DUE WEDNESDAY, SEPTEMBER 24

Choose ONE of the following topics on Derrida and deconstruction--or make up a question of your own. If you make up your own question, please state that question at the beginning of your worksheet; otherwise, you don't need to signal which question you are working with. As with the previous worksheet, the questions have different levels of difficulty. If you did well on the previous worksheet, try tackling a slightly tougher topic for this one.

1. What does Derrida add to Saussure's and/or Levi-Strauss' ideas of structure? How does Derrida define the center of a structure or system? What are the characteristics of the center? How is the center related to play? What is play, and why is it important? In answering this question, you might want to trace how our tinker-toy sculptures have evolved.

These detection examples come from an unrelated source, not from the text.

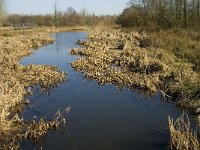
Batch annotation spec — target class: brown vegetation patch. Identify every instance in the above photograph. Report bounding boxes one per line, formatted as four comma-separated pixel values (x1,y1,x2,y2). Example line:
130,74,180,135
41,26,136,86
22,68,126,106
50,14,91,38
71,28,200,110
168,115,200,150
0,29,66,145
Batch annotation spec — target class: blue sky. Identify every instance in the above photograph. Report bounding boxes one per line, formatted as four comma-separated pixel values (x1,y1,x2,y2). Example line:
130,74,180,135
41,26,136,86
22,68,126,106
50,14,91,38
6,0,129,15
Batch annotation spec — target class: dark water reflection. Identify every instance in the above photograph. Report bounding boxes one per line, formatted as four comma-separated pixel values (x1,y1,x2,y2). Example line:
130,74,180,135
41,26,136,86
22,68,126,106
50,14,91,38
21,32,181,150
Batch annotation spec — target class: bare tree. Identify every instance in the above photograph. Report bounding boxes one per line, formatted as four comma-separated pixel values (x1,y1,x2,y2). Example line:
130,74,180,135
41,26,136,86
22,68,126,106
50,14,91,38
0,0,5,27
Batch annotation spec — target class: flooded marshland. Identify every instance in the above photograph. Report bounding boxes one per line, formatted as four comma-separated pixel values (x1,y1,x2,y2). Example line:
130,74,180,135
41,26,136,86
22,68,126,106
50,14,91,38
21,32,182,150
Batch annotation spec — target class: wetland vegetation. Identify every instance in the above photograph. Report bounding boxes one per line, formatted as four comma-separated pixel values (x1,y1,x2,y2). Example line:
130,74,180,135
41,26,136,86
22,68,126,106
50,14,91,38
0,0,200,150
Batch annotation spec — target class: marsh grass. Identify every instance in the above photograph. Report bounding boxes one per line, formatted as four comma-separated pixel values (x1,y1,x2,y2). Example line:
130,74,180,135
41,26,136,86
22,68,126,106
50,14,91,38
168,114,200,150
71,27,200,110
0,28,66,149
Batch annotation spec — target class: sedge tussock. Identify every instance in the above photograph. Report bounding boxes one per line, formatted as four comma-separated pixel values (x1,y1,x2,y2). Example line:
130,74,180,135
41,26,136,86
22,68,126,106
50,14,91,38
71,28,200,110
0,29,66,148
168,114,200,150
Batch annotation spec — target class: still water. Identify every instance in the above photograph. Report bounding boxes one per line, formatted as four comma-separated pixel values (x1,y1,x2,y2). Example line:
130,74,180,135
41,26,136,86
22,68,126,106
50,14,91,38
21,32,181,150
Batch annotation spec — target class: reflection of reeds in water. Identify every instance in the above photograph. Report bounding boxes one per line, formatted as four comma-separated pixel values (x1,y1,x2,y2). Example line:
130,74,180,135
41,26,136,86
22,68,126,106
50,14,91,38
0,29,66,149
168,114,200,150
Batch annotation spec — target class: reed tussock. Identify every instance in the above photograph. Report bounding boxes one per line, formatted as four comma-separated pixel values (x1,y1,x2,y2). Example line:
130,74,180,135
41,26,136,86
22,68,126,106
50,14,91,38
168,114,200,150
0,29,66,145
71,28,200,110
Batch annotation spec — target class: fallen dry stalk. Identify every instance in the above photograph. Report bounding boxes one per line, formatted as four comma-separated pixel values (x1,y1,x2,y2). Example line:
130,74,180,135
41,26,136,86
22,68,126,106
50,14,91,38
71,28,200,111
0,29,66,148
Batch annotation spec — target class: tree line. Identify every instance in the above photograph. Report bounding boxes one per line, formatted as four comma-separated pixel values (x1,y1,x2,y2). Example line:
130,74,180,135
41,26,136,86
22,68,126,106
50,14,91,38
117,0,200,27
1,6,116,26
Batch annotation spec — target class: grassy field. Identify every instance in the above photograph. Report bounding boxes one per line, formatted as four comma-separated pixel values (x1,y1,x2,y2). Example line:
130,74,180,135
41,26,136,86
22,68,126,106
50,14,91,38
0,28,66,149
71,27,200,150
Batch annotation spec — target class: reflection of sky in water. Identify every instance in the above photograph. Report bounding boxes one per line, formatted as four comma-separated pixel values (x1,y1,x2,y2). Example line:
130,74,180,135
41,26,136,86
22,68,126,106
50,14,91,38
21,32,180,150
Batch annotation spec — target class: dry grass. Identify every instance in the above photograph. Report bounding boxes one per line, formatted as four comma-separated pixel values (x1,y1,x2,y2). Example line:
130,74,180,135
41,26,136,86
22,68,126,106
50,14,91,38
71,28,200,110
168,114,200,150
0,29,66,145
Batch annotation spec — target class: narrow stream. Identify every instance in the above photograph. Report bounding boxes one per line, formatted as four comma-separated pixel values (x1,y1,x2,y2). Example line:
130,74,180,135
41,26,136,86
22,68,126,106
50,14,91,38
21,32,181,150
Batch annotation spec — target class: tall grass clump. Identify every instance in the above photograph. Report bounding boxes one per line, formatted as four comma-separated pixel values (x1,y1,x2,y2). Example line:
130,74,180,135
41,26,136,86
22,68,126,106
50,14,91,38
168,114,200,150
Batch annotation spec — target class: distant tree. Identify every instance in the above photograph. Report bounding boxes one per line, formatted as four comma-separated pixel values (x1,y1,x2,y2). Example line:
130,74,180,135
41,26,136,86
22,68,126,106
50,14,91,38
118,0,200,27
0,0,5,26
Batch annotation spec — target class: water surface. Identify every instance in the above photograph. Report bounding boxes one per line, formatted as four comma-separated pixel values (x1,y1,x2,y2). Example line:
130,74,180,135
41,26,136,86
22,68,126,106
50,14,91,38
21,32,181,150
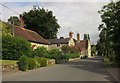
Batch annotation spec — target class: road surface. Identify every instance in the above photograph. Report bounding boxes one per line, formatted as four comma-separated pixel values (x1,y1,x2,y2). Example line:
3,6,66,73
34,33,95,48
2,57,114,81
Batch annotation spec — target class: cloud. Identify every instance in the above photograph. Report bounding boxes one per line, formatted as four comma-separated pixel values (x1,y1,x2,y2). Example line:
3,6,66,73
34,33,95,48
2,0,109,43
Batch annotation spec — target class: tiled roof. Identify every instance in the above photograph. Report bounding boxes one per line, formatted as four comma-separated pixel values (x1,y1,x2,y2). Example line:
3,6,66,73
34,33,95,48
14,26,50,44
75,40,88,50
47,38,70,44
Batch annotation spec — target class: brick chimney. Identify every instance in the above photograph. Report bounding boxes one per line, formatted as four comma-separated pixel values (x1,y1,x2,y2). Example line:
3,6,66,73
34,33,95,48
19,14,24,28
69,31,73,39
77,33,80,41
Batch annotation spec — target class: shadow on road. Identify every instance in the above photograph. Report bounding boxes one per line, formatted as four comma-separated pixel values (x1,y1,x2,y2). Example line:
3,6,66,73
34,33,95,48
64,56,115,83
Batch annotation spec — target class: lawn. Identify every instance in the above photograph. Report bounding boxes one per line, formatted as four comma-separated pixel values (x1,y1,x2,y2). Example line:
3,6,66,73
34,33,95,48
0,60,18,65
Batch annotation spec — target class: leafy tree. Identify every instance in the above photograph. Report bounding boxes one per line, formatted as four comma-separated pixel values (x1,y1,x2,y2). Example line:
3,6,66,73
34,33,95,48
97,1,120,62
23,7,60,39
2,34,32,60
8,16,20,25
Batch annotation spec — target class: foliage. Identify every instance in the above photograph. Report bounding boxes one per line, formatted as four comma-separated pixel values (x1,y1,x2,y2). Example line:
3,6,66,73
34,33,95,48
97,1,120,62
8,16,20,25
48,49,62,59
23,7,60,39
19,56,28,71
91,45,96,56
2,35,32,60
65,53,80,59
28,58,37,70
0,60,18,65
61,46,79,54
35,58,47,67
33,47,48,57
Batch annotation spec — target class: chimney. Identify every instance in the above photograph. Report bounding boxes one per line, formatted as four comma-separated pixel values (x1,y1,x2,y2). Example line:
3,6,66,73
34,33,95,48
19,14,24,28
69,31,73,38
77,33,80,41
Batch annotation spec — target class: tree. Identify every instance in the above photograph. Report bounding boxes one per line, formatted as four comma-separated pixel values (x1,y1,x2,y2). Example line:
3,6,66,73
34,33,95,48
84,34,90,40
22,7,60,39
8,16,20,25
97,1,120,62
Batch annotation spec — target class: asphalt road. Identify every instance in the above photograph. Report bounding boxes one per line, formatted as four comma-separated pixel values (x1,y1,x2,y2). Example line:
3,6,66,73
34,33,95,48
2,57,114,81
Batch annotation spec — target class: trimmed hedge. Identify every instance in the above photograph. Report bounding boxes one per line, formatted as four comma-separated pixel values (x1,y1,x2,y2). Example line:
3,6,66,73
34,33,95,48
18,56,28,71
18,56,47,71
32,47,48,57
64,53,80,59
35,58,47,67
2,35,32,60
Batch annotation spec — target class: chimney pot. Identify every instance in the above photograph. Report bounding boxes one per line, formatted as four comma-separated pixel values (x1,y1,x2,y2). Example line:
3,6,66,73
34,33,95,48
77,33,80,41
69,31,73,38
19,14,24,28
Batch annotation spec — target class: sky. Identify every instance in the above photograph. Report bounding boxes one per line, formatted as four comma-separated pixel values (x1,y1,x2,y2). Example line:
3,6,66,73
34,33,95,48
1,0,109,44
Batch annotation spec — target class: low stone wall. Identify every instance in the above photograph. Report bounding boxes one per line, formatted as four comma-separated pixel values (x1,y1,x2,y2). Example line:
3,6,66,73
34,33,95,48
68,57,80,61
47,59,55,65
0,59,55,72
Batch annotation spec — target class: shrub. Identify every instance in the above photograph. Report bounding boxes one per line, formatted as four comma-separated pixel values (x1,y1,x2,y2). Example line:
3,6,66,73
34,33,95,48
64,53,80,59
18,56,28,71
33,47,48,57
2,35,32,60
49,49,63,59
61,46,79,54
35,58,47,67
28,58,36,70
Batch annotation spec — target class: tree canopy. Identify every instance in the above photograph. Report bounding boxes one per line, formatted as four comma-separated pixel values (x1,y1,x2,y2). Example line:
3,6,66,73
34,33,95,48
22,7,60,39
8,16,20,25
97,1,120,61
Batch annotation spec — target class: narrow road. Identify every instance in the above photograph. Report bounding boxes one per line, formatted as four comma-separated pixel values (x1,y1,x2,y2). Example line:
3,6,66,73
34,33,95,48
2,57,114,81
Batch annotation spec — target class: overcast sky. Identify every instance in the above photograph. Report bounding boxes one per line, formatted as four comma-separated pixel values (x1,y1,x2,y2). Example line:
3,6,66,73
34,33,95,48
2,0,109,43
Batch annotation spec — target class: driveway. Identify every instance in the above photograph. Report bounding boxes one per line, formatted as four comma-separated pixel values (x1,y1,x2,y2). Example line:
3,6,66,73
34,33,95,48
2,57,114,81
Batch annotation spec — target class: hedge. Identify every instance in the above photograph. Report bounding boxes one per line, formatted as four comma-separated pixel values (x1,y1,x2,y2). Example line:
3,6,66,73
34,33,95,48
18,56,47,71
64,53,80,59
18,56,28,71
35,58,47,67
32,47,48,57
2,35,32,60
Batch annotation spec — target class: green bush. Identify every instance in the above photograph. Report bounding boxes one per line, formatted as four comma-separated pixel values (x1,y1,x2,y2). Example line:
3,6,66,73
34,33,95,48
46,49,64,63
2,35,32,60
35,58,47,67
28,58,37,70
18,56,28,71
64,53,80,59
49,49,63,59
33,47,48,57
61,46,79,54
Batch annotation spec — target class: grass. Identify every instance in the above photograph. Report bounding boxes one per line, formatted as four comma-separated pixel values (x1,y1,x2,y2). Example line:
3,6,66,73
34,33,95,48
0,60,18,65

2. What is the "scandal" that Derrida says Levi-Strauss discovered? How is this "scandal" central to Derrida's ideas in this essay? How do binary oppositions function in relation to this "scandal"? How are binary oppositions central to Derrida's understanding of how the world (i.e. systems of human thought) is structured?

3. What is deconstruction as an action or practice? What does deconstruction hope to deconstruct? You may want to show how deconstruction works by trying to apply Derrida's ideas to a piece of literature, or to a philosophical idea, or to a set of culturally familiar binary oppositions.

4. Discuss this central paradox of Derridean deconstruction: "We have no language...which is foreign to this history [of Western metaphysics]; we can pronounce not a single destructive proposition which has not already had to slip into the form, the logic, and the implicit postulation of precisely what it seeks to contest" (p.85 Adams and Searle). What is Derrida saying? What might be some of the implications of his statement?